Algorithmic innovations have led to developments in newer, efficient and more effective model architectures. Though some of the algorithms have been known for a very long time (like backpropagation, CNNs, etc.) the development in other layers (availability of general purpose programmable hardware accelerators, easy-to-use DL frameworks and most importantly the availability of data to train the networks) have significantly aided advancements in algorithms. This has led to architectures like Transformers with layers like Attention that seem to push forward the state-of-the-art in DL research. However, it wasn’t an easy innovation and it is definitely not the last - researchers tried different architectures from Recurrent Neural Networks (RNNs), Long Short-Term Memory (LSTM), Sequence-to-Sequence models, etc. before iteratively discovering the bottlenecks and devising newer architectures to optimize those. If one of these algorithms were determined to be the most optimal, it would make sense to bake it in silicon in order to get the most efficient performance. It has not happened yet as one does not know what future architectures would bring in this fast paced world of DL research.

Data Layer

There were 5 exabytes of information created between the dawn of civilization through 2003, but that much information is now created every 2 days.” – Eric Schmidt

Data along with Compute is one of the key drivers of today’s Deep Learning advances.

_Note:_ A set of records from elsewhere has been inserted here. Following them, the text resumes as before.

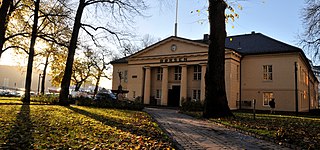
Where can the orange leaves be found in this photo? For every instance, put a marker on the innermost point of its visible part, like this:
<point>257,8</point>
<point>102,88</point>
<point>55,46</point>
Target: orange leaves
<point>56,127</point>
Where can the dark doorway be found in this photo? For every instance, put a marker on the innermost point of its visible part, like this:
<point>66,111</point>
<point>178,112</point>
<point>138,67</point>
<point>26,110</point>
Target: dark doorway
<point>174,96</point>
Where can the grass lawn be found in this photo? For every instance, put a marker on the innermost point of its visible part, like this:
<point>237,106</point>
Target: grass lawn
<point>302,131</point>
<point>75,127</point>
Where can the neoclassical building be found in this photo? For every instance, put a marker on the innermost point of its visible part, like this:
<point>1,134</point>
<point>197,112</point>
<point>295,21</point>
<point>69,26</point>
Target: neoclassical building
<point>256,67</point>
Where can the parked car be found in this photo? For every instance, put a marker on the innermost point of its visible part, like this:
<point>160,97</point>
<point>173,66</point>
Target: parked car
<point>105,96</point>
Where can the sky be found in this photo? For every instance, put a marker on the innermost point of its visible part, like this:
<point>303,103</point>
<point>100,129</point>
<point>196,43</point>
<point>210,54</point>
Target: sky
<point>278,19</point>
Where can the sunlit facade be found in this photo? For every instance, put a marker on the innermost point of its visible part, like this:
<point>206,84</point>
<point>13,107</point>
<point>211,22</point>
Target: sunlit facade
<point>257,67</point>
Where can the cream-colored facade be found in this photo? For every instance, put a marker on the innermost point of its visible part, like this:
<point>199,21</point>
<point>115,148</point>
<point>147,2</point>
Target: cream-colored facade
<point>174,69</point>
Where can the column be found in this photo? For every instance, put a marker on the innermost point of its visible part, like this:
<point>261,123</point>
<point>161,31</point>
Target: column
<point>203,81</point>
<point>164,86</point>
<point>147,86</point>
<point>184,83</point>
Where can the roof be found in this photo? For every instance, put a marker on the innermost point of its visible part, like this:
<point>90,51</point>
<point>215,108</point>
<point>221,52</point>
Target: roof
<point>257,43</point>
<point>245,44</point>
<point>120,60</point>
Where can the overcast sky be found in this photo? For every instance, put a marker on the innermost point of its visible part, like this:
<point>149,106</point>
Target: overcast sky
<point>279,19</point>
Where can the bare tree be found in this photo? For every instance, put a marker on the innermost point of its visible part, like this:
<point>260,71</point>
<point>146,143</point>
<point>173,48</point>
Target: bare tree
<point>26,99</point>
<point>216,103</point>
<point>121,10</point>
<point>311,17</point>
<point>100,63</point>
<point>6,10</point>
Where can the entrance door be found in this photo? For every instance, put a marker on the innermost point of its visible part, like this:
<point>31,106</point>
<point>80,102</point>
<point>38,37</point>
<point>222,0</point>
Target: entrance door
<point>174,96</point>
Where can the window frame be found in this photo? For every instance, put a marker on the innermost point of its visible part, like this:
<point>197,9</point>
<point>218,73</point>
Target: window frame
<point>196,95</point>
<point>197,72</point>
<point>177,73</point>
<point>267,97</point>
<point>159,73</point>
<point>158,94</point>
<point>267,73</point>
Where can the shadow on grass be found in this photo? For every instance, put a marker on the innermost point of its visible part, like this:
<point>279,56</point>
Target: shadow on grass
<point>20,136</point>
<point>115,123</point>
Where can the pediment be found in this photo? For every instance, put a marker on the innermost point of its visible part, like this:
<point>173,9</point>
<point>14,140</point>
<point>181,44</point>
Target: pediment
<point>170,47</point>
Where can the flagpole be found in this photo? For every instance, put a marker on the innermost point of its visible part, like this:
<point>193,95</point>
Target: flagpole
<point>176,23</point>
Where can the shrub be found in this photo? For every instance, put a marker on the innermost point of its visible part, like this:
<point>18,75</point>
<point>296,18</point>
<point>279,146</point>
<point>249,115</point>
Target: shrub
<point>120,104</point>
<point>191,105</point>
<point>46,99</point>
<point>83,101</point>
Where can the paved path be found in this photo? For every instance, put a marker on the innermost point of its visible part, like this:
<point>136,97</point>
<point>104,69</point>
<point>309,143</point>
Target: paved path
<point>195,134</point>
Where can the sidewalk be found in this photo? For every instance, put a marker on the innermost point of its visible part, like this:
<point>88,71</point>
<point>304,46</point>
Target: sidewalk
<point>195,134</point>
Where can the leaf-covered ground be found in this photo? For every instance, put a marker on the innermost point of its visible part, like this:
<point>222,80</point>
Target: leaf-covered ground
<point>301,131</point>
<point>75,127</point>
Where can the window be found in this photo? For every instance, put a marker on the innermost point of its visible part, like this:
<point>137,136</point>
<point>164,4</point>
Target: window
<point>197,72</point>
<point>134,94</point>
<point>158,94</point>
<point>267,72</point>
<point>196,95</point>
<point>238,72</point>
<point>125,76</point>
<point>159,73</point>
<point>6,82</point>
<point>267,96</point>
<point>177,73</point>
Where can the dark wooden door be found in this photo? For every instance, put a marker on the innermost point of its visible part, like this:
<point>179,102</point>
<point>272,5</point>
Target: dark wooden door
<point>174,96</point>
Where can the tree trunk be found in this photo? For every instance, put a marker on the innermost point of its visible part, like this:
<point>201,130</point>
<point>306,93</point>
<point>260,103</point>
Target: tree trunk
<point>65,84</point>
<point>78,85</point>
<point>216,103</point>
<point>31,53</point>
<point>43,81</point>
<point>4,15</point>
<point>97,84</point>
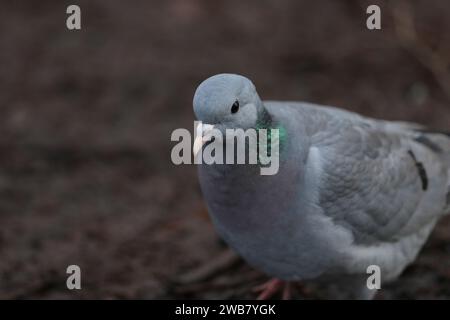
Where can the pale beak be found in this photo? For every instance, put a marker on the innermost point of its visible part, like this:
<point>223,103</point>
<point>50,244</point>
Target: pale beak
<point>204,134</point>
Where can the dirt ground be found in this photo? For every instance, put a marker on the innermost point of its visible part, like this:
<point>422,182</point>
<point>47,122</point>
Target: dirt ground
<point>86,117</point>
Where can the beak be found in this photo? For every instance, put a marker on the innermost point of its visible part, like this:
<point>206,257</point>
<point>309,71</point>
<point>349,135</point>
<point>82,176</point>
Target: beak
<point>204,134</point>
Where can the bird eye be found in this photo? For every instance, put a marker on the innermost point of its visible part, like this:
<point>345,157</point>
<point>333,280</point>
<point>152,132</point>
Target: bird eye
<point>235,107</point>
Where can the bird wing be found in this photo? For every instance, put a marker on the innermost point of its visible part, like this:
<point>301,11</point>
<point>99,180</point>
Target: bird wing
<point>378,179</point>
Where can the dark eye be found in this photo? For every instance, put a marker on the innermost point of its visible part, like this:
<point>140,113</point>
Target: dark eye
<point>235,107</point>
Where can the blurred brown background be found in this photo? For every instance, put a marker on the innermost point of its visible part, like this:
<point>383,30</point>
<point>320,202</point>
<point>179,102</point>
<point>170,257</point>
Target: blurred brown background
<point>86,117</point>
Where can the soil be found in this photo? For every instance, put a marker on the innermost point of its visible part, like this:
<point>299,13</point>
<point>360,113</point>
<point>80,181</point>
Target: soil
<point>86,117</point>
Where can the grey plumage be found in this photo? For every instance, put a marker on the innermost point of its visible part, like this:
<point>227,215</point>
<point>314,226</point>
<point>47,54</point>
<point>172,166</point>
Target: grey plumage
<point>350,192</point>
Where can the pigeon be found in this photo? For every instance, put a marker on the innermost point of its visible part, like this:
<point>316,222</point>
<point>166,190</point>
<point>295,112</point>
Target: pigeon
<point>351,191</point>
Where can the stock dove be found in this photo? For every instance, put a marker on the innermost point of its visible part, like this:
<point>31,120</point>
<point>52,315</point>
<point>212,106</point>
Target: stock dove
<point>350,191</point>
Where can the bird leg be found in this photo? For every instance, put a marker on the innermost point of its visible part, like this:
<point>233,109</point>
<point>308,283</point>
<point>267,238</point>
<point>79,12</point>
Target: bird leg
<point>271,287</point>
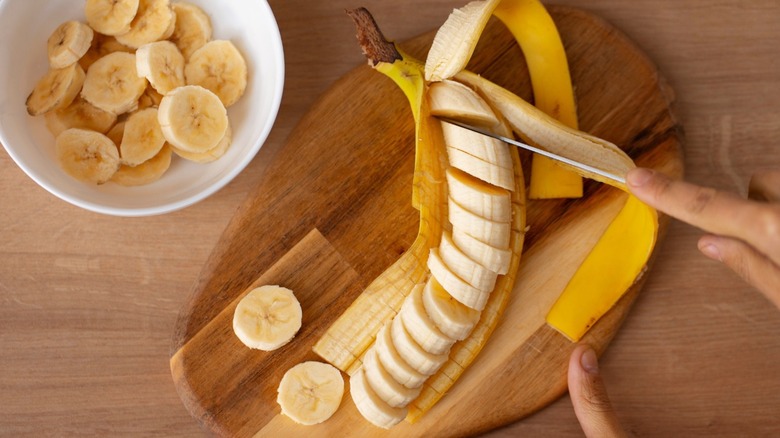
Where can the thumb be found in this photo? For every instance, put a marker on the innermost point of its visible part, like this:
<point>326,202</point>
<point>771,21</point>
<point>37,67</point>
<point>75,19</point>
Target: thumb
<point>589,396</point>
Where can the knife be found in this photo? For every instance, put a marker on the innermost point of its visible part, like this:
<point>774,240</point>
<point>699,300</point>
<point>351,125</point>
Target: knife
<point>536,150</point>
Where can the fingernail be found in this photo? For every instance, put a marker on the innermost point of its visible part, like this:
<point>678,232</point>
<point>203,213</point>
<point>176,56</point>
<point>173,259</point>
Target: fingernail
<point>589,361</point>
<point>638,177</point>
<point>711,251</point>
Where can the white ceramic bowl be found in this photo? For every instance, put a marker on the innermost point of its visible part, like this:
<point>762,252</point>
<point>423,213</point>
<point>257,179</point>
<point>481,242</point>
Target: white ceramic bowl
<point>25,26</point>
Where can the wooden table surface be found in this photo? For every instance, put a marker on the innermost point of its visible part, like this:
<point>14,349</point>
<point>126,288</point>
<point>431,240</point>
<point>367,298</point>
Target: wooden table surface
<point>88,302</point>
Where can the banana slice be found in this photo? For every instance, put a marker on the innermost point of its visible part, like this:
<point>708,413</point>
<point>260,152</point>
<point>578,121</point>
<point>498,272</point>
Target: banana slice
<point>111,17</point>
<point>112,83</point>
<point>478,197</point>
<point>423,362</point>
<point>454,285</point>
<point>142,138</point>
<point>101,46</point>
<point>267,317</point>
<point>212,154</point>
<point>464,267</point>
<point>491,232</point>
<point>79,114</point>
<point>193,28</point>
<point>394,364</point>
<point>450,316</point>
<point>145,173</point>
<point>161,64</point>
<point>310,392</point>
<point>152,21</point>
<point>385,386</point>
<point>219,67</point>
<point>420,326</point>
<point>69,42</point>
<point>454,100</point>
<point>88,156</point>
<point>193,119</point>
<point>488,172</point>
<point>495,259</point>
<point>371,406</point>
<point>55,90</point>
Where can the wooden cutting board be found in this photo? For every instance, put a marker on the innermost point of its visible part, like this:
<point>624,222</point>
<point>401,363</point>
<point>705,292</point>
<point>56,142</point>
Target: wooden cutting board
<point>333,211</point>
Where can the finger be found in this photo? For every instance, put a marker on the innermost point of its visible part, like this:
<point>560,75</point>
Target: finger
<point>765,186</point>
<point>717,212</point>
<point>589,396</point>
<point>755,268</point>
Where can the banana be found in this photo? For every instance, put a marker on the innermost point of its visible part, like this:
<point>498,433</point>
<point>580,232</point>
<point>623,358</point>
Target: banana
<point>491,232</point>
<point>112,84</point>
<point>385,386</point>
<point>142,138</point>
<point>421,327</point>
<point>212,154</point>
<point>454,100</point>
<point>88,156</point>
<point>101,46</point>
<point>193,119</point>
<point>412,353</point>
<point>111,17</point>
<point>371,406</point>
<point>310,392</point>
<point>450,316</point>
<point>145,173</point>
<point>55,90</point>
<point>464,267</point>
<point>495,259</point>
<point>219,67</point>
<point>68,43</point>
<point>150,24</point>
<point>491,202</point>
<point>467,294</point>
<point>161,64</point>
<point>488,172</point>
<point>392,361</point>
<point>79,114</point>
<point>193,28</point>
<point>267,317</point>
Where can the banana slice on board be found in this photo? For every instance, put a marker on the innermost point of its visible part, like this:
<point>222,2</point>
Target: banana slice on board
<point>55,90</point>
<point>112,83</point>
<point>267,317</point>
<point>450,316</point>
<point>88,156</point>
<point>193,119</point>
<point>145,173</point>
<point>420,326</point>
<point>142,138</point>
<point>111,17</point>
<point>385,386</point>
<point>371,406</point>
<point>310,392</point>
<point>212,154</point>
<point>218,66</point>
<point>151,23</point>
<point>68,43</point>
<point>193,28</point>
<point>161,64</point>
<point>79,114</point>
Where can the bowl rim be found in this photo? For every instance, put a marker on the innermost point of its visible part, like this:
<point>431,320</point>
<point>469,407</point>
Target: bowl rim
<point>277,48</point>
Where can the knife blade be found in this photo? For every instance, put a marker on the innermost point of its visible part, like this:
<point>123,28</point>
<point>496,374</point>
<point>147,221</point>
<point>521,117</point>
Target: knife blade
<point>536,150</point>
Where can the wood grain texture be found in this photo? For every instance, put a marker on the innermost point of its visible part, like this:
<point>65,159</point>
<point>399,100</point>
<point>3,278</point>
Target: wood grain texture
<point>89,302</point>
<point>354,187</point>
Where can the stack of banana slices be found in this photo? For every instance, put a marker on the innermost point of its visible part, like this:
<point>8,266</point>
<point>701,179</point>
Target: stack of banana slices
<point>464,268</point>
<point>140,81</point>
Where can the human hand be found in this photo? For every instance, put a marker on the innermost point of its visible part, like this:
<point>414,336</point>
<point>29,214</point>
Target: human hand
<point>744,234</point>
<point>589,396</point>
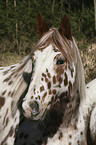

The growth and availability of inexpensive sensors and access to analyze them has put all the algorithms that were developed in theory over the past several decades into practice within a span of a decade. However, as DL applications impermeate more and more of our lives, there would be questions around the source of data the models were trained on and if the data provider was compensated for the same. Further, the emergent behaviors of today’s AI systems are the result of the data they were trained on but without having the ability to trace back the emergent behavior to the data points that led to it. These would be the areas of research that could eventually lead to explainable AI systems that we aspire for.

Reasoning Layer

Different from logical reasoning systems which were referred to as reasoning engines, today’s AI systems are more analogy engines than reasoning ones. The exceptional efficiency and effectiveness of such systems seem to be the result of emergent behavior arising from training these systems on unbelievably vast quantities of data. Even with its effectiveness in language tasks, such AI systems seem to be not so good at logical reasoning. The infusion of logical reasoning behaviors into analogy based reasoning architectures of today’s systems would possibly create effective systems that is also able to reason about its emergent behaviors. Since the research in this area is not very well developed at the time of this writing, it is depicted as a grey box in the image above.

Regulatory Layer

This layer is still an underdeveloped layer (and hence depicted using dotted lines). With recent discussions around the data the systems are trained on and the transparency of algorithms and their explainability, this layer might encompass more than just the data layer and the algorithms layer. In the coming years the systems are likely to get regulated in order to deter inappropriate usage of such systems.

It is indeed a great time for AI - the recent advances in research, several applications and multitude of challenges will make the next few years something exciting to look forward to.